Nine days later, a cover statement was issued by First Deputy Prime Minister Sergei Ivanov in Moscow Thursday, Oct. 25:


“The Bushehr nuclear power plant Russia is building for Iran will operate under the strict control of the United Nations nuclear watchdog,” he declared. “After the fuel is delivered to Iran, it will come instantly under the full and total control of the IAEA.”


Ivanov said the timetable for Russia to deliver the first consignment of nuclear fuel to Bushehr depends on “resolving disputes” with Iran about payment for the plant.


DEBKA-Net-Weekly‘s Moscow and Tehran sources disclose, however, that no timetable has been fixed for the delivery of nuclear fuel for a more compelling reason than the usual bickering over payment between Russia and Iran.


During his talks with Iranian leaders, which took place alongside the Caspian Summit of Russian, Iranian, Azerbaijan, Turkmenistan and Kazakh rulers, Putin laid down his terms: Either Tehran accepts the accord drafted in Moscow for the exploitation and distribution of Caspian Sea resources, or Russia discontinues its work on the Bushehr nuclear reactor and withholds the fuel for its activation.


One of the terms obliges Iran to agree in advance that the oil and gas extracted from the Caspian be moved out through Russian-owned pipelines.


The president further stipulated that Russia would lay down the international benchmarks for the distribution of these natural resources. Tehran must pledge not to interfere in the secret contracts Moscow signed in the past with Azerbaijan and Kazakhstan for dividing the Caspian region and its riches amongst themselves.

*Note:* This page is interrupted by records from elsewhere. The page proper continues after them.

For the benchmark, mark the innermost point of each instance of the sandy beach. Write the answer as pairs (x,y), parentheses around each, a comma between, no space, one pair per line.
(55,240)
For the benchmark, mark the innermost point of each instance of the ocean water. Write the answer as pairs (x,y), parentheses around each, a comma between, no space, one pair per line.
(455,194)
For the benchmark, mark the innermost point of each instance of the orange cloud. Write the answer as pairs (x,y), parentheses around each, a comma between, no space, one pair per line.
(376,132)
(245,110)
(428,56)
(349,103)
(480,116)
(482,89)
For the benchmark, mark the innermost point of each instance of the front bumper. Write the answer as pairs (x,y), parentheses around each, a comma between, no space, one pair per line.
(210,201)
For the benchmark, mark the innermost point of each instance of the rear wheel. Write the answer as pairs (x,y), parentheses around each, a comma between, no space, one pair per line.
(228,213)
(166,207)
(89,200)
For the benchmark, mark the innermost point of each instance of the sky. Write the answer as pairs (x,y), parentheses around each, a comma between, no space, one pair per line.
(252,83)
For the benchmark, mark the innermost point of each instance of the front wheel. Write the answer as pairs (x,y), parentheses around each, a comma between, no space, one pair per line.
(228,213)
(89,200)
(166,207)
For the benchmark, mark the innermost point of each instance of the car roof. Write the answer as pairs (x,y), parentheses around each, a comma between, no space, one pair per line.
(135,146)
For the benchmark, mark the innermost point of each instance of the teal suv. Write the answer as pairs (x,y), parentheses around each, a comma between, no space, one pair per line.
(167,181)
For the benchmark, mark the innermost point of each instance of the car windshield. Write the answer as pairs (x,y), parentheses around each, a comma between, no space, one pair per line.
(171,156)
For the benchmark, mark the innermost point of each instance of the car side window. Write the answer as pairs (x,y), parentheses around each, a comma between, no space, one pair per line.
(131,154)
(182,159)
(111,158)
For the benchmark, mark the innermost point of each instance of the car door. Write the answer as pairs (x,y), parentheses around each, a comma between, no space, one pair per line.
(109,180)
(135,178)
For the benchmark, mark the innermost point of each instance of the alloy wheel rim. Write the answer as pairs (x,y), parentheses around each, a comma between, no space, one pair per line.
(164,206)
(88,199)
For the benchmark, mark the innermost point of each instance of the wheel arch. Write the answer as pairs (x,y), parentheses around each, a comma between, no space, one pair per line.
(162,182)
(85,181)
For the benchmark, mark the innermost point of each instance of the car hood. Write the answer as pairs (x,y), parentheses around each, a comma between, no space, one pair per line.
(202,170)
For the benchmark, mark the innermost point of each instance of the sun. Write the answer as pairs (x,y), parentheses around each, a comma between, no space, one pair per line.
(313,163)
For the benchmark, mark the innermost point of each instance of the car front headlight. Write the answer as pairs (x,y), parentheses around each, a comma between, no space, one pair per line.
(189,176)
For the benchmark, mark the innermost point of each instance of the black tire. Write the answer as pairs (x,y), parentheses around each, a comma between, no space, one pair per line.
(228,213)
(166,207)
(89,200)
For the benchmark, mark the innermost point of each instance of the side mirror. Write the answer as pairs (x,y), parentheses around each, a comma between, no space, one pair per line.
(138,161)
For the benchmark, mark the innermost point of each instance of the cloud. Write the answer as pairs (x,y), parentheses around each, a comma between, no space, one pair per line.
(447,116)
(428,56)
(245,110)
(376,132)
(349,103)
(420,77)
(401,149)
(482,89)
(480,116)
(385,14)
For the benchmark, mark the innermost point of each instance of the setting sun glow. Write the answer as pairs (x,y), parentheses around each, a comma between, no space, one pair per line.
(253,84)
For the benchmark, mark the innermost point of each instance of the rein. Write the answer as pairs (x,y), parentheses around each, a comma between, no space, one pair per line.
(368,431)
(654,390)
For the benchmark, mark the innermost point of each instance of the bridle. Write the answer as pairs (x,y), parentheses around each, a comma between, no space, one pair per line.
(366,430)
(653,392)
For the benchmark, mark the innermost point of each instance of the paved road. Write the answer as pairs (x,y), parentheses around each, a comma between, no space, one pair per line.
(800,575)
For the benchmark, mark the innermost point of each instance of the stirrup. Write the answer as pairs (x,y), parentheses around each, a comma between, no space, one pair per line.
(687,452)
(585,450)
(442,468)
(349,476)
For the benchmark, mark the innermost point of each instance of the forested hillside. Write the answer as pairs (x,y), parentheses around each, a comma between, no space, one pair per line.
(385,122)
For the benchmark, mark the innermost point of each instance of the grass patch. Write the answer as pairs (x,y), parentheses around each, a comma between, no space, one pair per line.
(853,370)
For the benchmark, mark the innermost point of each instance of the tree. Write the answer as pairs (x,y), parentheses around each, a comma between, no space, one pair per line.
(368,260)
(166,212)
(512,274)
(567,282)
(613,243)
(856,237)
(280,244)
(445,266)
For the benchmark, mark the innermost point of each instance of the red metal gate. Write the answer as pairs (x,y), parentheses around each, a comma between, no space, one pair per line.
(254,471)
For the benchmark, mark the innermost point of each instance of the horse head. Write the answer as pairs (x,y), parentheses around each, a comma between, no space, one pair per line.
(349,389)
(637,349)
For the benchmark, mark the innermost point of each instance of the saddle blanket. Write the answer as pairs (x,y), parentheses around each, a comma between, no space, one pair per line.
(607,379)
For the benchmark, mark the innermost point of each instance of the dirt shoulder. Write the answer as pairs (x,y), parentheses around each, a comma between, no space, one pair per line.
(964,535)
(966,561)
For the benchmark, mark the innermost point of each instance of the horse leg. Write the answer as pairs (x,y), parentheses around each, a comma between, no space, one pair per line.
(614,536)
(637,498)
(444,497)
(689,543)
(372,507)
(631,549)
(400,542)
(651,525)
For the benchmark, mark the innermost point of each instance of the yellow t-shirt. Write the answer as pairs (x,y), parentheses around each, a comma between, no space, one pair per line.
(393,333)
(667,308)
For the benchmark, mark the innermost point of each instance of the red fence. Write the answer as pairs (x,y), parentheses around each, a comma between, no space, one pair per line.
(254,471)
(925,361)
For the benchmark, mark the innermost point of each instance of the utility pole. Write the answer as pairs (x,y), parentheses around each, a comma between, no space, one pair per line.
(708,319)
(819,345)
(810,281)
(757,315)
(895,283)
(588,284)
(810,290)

The only issue on which the Caspian rulers agreed was to refrain from further exploration or drilling in the sea bed. By bottling up the underwater resources, Moscow, Tehran and the other three Caspian partners made sure to keep world oil prices jacked high.

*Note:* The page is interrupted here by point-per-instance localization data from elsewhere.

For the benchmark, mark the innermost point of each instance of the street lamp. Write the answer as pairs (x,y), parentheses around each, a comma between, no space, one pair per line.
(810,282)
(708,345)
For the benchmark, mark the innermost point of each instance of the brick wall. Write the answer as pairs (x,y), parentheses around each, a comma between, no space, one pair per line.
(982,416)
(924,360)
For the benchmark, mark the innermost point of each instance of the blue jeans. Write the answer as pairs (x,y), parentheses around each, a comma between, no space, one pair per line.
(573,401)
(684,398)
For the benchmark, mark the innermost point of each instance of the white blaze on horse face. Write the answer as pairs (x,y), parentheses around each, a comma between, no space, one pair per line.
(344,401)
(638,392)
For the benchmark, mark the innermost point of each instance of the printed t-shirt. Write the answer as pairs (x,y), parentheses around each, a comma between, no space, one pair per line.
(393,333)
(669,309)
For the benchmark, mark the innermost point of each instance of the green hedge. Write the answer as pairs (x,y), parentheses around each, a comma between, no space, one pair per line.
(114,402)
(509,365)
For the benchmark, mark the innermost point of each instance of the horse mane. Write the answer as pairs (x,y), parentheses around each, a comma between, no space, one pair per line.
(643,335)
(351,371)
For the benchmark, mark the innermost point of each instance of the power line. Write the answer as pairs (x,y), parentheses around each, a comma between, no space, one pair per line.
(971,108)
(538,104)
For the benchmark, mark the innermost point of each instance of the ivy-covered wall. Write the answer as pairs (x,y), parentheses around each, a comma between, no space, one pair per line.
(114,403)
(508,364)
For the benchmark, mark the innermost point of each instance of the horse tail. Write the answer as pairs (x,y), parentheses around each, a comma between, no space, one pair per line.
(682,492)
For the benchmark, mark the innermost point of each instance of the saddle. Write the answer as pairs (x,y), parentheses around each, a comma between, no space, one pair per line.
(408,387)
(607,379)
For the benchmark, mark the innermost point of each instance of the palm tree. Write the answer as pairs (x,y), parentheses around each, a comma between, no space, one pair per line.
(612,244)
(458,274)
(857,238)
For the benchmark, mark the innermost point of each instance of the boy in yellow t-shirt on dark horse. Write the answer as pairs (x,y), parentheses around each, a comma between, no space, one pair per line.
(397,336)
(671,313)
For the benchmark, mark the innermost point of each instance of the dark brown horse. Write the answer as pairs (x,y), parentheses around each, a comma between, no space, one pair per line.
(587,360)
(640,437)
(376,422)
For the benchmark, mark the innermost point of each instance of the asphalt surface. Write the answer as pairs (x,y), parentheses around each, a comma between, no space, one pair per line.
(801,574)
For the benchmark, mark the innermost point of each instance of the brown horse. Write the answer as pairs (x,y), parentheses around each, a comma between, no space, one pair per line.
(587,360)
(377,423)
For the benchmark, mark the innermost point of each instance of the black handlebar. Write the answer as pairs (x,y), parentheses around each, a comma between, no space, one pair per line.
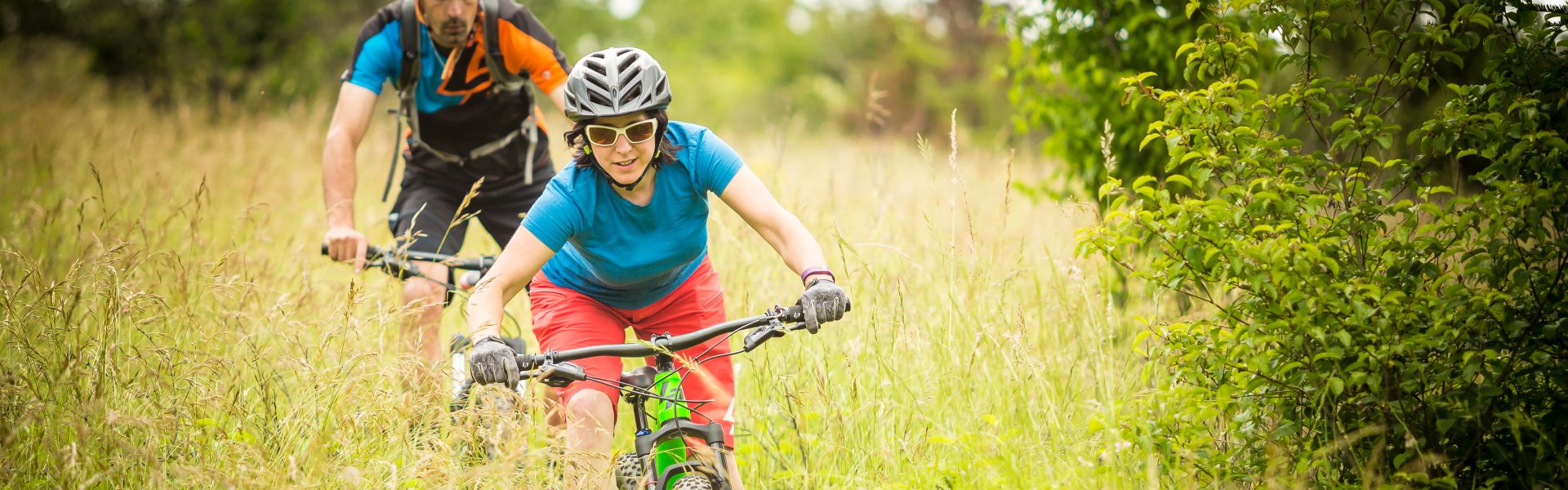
(664,343)
(375,253)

Our Moscow sources reveal that Putin felt safe in turning the screw on Iran in view of its deep economic crisis and acute shortage of cash for catching up on its arrears for work the Russians have already performed on the reactor.


 


High expectations of a thaw are premature


 


Both Bush officials and Israeli prime minister Ehud Olmert jumped in fast, in the hope of capitalizing on the Moscow-Tehran impasse.

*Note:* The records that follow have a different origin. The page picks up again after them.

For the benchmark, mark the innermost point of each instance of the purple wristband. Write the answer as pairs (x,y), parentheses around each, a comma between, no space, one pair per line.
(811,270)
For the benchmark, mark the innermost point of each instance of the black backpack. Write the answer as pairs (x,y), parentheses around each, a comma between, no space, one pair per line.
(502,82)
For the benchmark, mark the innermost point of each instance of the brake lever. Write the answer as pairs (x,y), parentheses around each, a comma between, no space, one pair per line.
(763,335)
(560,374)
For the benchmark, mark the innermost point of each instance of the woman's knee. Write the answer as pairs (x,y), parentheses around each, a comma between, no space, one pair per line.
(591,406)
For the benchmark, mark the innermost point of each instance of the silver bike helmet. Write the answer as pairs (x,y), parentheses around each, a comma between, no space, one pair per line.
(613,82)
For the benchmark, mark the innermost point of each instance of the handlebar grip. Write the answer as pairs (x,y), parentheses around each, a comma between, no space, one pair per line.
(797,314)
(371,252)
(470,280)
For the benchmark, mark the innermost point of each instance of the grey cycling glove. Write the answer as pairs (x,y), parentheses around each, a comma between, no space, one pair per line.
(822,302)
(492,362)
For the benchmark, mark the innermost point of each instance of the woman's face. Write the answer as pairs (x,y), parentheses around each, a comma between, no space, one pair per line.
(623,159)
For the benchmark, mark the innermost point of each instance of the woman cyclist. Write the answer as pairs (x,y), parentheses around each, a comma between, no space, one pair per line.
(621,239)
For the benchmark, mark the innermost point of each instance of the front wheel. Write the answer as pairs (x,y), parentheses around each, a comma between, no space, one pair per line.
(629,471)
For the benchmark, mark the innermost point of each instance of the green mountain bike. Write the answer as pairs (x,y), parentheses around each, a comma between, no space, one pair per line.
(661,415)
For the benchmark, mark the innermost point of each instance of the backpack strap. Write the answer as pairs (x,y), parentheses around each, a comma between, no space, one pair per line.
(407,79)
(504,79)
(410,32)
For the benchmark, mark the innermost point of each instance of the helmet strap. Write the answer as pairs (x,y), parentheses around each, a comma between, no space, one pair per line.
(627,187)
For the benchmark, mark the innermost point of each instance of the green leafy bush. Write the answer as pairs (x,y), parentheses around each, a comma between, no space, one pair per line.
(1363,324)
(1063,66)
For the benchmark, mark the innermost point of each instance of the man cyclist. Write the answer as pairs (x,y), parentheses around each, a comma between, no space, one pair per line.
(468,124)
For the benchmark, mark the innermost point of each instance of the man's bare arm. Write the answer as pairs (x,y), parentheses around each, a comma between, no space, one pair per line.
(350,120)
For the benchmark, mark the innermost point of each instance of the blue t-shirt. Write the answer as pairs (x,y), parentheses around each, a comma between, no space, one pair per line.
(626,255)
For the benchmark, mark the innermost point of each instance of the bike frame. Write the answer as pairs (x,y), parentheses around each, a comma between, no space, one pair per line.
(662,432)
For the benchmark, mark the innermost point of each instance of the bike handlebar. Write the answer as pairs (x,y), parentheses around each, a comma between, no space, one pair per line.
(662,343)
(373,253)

Washington put forward a compromise proposal for a joint US-Russian mechanism to determine the point at which Iran’s long-range missiles become a menace to Europe and warrant the activation of the US-led missile defenses to be based in Poland and the Czech Republic, and possibly also in Azerbaijan. Russian teams would also be present in these bases.


These concessions were offered to allay Putin’s firm objections to the missile shield Bush planned to deploy in Europe. The eventual outcome of such a deal, it was hoped in Washington, would be for Moscow to turn a blind eye to a possible American attack on Iran if it stood by its refusal to give up uranium enrichment.


Olmert made an unannounced trip to Moscow on Oct. 18 and spoke for three hours with the Russian president. On Oct. 25, he described Putin to a group of American Jewish leaders as “one of the most important friends Israel has today.”


However, DEBKA-Net-Weekly’s Moscow sources report that the expectations of an imminent thaw may have been premature in Washington and Jerusalem.


The Russian ruler has not burned all his bridges to Tehran. And whether the Bushehr reactor is finished or not will not hold up Iran’s military program. With regard to the Caspian issue, Putin will be as tough with the Americans as he was with Tehran.


He will drive a hard bargain with Washington for accepting a compromise on the European missile deployment and maybe other issues: No less than US acceptance of Russian control of Caspian natural resources and at least a partial abandonment of the planned US military bases in that region.


If the Bush administration fails to come around, relations between Moscow and Washington will remain at sub-Cold War temperatures.